My son is participating in a block party on Father's Day and was thinking about marinating a brisket.  He asked me and I don't know.  I'm not a huge brisket fan myself; too beefy tasting (if that makes any sense), so I thought I would throw the question out to the Pros.

Has anybody tried it?  If so, did it turn out good?  What's a good recipe? 

Or would an injection work better?

Thanks in advance.


----------



## SmokinAl (Jun 17, 2016)

I think you will find that for brisket an injection would work better than a marinade. IMHO.
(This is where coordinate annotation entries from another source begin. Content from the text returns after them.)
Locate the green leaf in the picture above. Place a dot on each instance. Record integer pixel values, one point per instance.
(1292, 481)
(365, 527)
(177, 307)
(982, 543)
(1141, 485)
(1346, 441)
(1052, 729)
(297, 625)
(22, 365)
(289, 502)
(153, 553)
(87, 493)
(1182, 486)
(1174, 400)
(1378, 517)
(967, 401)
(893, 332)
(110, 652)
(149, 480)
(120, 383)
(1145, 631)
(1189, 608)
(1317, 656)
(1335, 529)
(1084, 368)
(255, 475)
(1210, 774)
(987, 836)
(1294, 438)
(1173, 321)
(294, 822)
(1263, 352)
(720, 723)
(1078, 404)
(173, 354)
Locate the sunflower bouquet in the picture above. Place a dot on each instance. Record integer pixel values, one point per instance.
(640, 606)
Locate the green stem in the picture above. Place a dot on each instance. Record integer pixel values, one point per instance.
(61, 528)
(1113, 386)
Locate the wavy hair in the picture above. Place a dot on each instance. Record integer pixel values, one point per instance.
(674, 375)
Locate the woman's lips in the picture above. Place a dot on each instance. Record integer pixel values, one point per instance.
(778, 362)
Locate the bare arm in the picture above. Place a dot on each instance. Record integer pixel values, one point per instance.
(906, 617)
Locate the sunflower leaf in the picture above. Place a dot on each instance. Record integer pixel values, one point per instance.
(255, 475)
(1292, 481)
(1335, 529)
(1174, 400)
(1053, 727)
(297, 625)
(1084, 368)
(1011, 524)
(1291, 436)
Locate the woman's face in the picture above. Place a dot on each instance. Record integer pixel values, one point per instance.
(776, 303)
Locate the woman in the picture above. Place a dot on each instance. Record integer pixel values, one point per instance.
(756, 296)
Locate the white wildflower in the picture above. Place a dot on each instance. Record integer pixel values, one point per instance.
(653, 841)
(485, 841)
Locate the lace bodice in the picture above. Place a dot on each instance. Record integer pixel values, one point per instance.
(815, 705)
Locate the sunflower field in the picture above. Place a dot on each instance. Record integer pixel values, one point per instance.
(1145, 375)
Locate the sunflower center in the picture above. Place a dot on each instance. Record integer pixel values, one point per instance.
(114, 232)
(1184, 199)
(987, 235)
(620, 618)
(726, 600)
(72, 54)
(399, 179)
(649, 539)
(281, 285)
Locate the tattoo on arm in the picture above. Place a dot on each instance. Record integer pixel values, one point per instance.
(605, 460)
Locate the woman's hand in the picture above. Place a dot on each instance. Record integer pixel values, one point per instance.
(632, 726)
Why not do it simple & just rub with S&P. Let the meat shine!

Al


----------



## ckynick (Jun 17, 2016)

I am gonna have to agree with Mr Al, I have a many o times marinated a brisket and found it not to be as beneficial as you would think. Brisket's have such a long cook time it would be hard for any marinade flavor to stand up to it.

However, marinade comes cheap so it never hurts to try.


----------



## tbrtt1 (Jun 18, 2016)

Another one to agree with the infinite wisdom of Mr. Al. Injecting is widely used in comps and in backyards. I am testing a new injection today. Well new for me. I'll post on this in a bit. Use the search function and see what ideas you can glean.


----------



## gary s (Jun 18, 2016)

Oh No  you don't need to marinade or inject in my opinion  Brisket should taste like Brisket.

Here are a couple of links that may help

http://www.smokingmeatforums.com/t/...r-the-misconception-of-the-1-to-1-5-hour-rule

http://www.smokingmeatforums.com/t/...st-on-misconception-of-the-1-to-1-5-hour-rule

http://www.smokingmeatforums.com/t/243295/texas-style-brisket

Gary


----------



## bbqwillie (Jun 18, 2016)

Chuck T said:


> My son is participating in a block party on Father's Day and was thinking about marinating a brisket.


3/4 of Texas just fainted! No need to marinade or inject. Brisket is about beef. S&P and smoke it up.


----------



## gary s (Jun 18, 2016)

Yep, if you remember "Sanford and Son"   I was having the big one.    Never understood why anyone would marinade or inject unless you are looking for a different flavor profile

Gary


----------



## chuck t (Jun 18, 2016)

Thanks for all the replies.  He decided that experimenting with a brisket is too risky for a block party and is going with Tri Tip instead.  He does cook a mean Tri Tip.

Thanks again.


----------